Selama di perjalanan Zari menceritakan alat barunya. Tentu saja Zayn dan Zahrain kagum dengan alat baru milik Zari. Namun, Zari mengatakan bahwa alatnya masih perlu banyak uji coba dan belum bisa digunakan secara maksimal. Zari masih harus menemukan 1 alat lagi dimana alat itu hanya di jual di daerah Papua.
Saat sedang asyik bercerita, tiba-tiba tangan Zari bergetar. Ternyata Zahrain memencet tombol “move” dari jam tersebut. Zari sangat panik karena sepertinya jamnya berfungsi, namun ia tidak tahu harus melakukan apa-apa. Ketiga sahabat itu tiba-tiba merasa seperti ditarik dari atas oleh sesuatu. Mereka berteriak karena takut dan panik. Sekitar 1 menit setelah ketegangan itu, mereka seperti terjatuh di sebuah ujung hutan.
Mereka bertiga sama-sama kebingungan karena tidak tahu apa yang baru saja terjadi dan dimana mereka saat ini. Setelah melihat-lihat sekitar mereka membaca sebuah plang jalan bertuliskan “Jalan sejauh 500 langkah, maka kamu akan sampai di tempat yang dituju”. Mereka heran karena tulisan di plang itu tiba-tiba menghilang. Mereka mengikuti arahan dari plang jalan.
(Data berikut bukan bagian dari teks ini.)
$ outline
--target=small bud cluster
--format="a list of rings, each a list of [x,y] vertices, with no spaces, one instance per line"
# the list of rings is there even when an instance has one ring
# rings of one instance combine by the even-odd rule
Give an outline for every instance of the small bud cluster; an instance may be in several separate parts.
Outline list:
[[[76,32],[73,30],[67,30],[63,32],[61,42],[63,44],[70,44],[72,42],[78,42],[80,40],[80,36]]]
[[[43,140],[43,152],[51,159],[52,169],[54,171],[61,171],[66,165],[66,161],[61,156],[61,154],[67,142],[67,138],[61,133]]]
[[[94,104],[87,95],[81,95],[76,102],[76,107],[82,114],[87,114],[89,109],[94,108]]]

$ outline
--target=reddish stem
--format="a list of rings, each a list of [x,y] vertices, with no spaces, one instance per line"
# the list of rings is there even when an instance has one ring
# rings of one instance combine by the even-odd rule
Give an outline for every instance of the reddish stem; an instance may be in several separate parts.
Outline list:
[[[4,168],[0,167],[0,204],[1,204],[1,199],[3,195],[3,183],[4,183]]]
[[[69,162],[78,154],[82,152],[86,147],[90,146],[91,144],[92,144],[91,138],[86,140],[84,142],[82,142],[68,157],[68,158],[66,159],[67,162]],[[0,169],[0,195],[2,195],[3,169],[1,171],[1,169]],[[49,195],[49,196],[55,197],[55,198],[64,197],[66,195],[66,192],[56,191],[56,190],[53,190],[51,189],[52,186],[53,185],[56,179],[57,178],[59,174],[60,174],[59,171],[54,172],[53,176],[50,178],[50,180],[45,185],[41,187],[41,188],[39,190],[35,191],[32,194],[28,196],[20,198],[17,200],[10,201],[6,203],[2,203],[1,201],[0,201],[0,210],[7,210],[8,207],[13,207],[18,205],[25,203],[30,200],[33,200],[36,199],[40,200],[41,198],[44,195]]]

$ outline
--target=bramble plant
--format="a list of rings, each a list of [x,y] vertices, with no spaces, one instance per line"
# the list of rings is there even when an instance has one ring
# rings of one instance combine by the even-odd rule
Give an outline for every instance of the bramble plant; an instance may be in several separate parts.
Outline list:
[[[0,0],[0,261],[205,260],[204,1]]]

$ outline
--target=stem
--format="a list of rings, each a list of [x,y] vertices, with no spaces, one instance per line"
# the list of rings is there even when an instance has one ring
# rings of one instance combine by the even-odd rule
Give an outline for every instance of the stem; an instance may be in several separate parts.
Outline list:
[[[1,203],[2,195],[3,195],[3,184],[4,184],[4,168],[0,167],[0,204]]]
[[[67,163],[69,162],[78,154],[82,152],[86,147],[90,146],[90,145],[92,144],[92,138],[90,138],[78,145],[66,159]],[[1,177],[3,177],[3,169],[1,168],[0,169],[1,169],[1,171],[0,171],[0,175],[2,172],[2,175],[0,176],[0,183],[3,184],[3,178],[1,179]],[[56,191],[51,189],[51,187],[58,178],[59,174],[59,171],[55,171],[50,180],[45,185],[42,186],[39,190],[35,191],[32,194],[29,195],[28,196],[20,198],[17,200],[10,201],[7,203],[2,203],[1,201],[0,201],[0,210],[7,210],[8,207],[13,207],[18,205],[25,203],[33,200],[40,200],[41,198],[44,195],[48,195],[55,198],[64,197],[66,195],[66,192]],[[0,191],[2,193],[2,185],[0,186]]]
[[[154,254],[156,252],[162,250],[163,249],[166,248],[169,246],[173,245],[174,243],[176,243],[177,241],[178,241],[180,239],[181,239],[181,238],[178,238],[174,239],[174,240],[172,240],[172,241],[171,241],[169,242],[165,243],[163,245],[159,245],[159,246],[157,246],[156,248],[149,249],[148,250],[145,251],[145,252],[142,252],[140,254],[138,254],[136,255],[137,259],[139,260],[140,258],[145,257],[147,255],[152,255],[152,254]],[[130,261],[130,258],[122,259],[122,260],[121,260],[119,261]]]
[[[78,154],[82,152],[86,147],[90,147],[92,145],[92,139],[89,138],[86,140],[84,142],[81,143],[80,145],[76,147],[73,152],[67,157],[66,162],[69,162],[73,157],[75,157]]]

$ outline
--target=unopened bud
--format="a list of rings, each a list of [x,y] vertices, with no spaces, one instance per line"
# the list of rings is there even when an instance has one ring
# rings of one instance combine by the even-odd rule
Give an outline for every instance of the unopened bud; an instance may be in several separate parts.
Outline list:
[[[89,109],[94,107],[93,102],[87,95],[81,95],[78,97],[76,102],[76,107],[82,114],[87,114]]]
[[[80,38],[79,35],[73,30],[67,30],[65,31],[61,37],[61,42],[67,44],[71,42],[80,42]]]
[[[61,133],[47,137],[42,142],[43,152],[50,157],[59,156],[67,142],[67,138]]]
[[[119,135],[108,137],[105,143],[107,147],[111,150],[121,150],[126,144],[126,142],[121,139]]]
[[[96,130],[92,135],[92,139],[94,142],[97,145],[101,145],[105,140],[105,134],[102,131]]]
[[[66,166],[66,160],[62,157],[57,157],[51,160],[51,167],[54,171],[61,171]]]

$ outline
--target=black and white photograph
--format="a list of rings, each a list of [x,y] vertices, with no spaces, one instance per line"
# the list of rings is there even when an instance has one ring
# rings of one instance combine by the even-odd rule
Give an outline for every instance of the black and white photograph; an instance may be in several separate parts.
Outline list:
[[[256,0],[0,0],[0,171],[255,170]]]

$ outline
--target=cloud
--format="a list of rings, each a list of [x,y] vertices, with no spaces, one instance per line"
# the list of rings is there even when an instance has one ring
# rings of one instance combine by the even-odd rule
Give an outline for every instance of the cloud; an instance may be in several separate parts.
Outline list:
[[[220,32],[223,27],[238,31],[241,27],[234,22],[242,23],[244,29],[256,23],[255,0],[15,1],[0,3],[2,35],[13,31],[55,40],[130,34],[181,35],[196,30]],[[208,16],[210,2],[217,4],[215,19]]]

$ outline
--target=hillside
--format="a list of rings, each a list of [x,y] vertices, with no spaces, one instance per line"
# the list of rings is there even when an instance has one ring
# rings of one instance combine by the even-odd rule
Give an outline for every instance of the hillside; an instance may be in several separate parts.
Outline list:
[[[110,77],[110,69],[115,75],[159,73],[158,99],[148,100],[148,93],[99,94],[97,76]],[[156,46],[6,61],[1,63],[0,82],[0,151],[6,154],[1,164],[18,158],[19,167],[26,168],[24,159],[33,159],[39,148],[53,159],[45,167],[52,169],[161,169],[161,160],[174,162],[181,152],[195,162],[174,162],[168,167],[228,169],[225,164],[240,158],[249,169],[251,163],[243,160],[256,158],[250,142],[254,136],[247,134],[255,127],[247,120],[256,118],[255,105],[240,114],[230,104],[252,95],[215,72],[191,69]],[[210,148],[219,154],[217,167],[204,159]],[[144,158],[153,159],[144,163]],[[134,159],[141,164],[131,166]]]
Setelah 500 langkah, mereka berhenti di sebuah pos. Mereka juga melihat papan yang bertuliskan “Minumlah air ini untuk menambah tenaga kalian”. Mereka segera meminum air tersebut. Bismillah..Glek… glek.. glek… Subhanallah, air itu sangat segar. Saat sedang menikmati istirahatnya, tiba-tiba mereka didatangi oleh seorang pemuda seusia mereka. Pemuda tersebut bernama Zahir.
“Siapa kalian? Apa keperluan kalian datang ke Sentani?” tanya pemuda tersebut.
Mereka tidak lekas menjawab. Zari heran dengan burung yang bersandar di Pundak pemuda itu. Ya, itu adalah burung cendrawasih. Burung khas Papua-Indonesia yang keberadaannya hampir punah. Masyaallah.
Dengan tergagap, Zahrain pun menjawab “Kami kemari karena teleportasi dari alat yang dibuat oleh teman kami. Namun sepertinya alat ini tidak bisa kami pakai untuk kembali ke kota kami.”
“Oh, begitu. Aku akan membantu kalian agar kalian bisa pulang ke kota kalian”, jawab Zahir.
“Alhamdulillah, terima kasih atas bantuanmu. Tapi dimanakah kita sebenarnya. Apa benar ini Sentani Papua?”, tanya Zari.
“Iya betul. Ah benar, perkenalkan ini cendrawasihku. Namanya Lestari. Lestari, beri salam.”
Tiba-tiba burung cendrawasihnya mengulurkan sayapnya. Wah, ini luar biasa. Pemandangan yang indah. Zahir pun menanyakan tentang jam teleportasi milik Zari. Zahir menawarkan alat yang ia miliki untuk jam teleportasi Zari. Zari sangat berterima kasih dengan Zahir.
Zahir pun mengajak mereka bertiga ke laboratoriumnya. Ia mengambi, sebuah alat kecil berwarna hitam. Alat tersebut dimasukkan ke dalam jam milih Zari.
“Nah, sekarang jam mu sudah sempurna. Kamu bisa memakainya untuk kembali ke kotamu. Alat yang aku masukkan adalah batu alam khas Sentani. Batu ini memiliki molekul yang bisa meningkatkan kinerja alat-alat elektronik. Nah cobalah sekarang.”
Zari buru-buru mencobanya. Ia memilih Jakarta sebagai tujuannya. Sebelum menekan tombol “move”, mereka bertiga berpamitan dulu dengan Zahir. Mereka berjanji suatu hari nanti mereka akan kembali ke Sentani karena kini mereka telah menjadi sahabat. Zari pun menekan tombolnya. Dalam hitungan detik mereka kini telah kembali ke Jakarta. Perjalanan mereka sangatlah menakjubkan. Ketiga sahabat itu mendapat pengalaman jalan-jalan ke Sentani Papua dan melihat burung cendrawasih yang unik.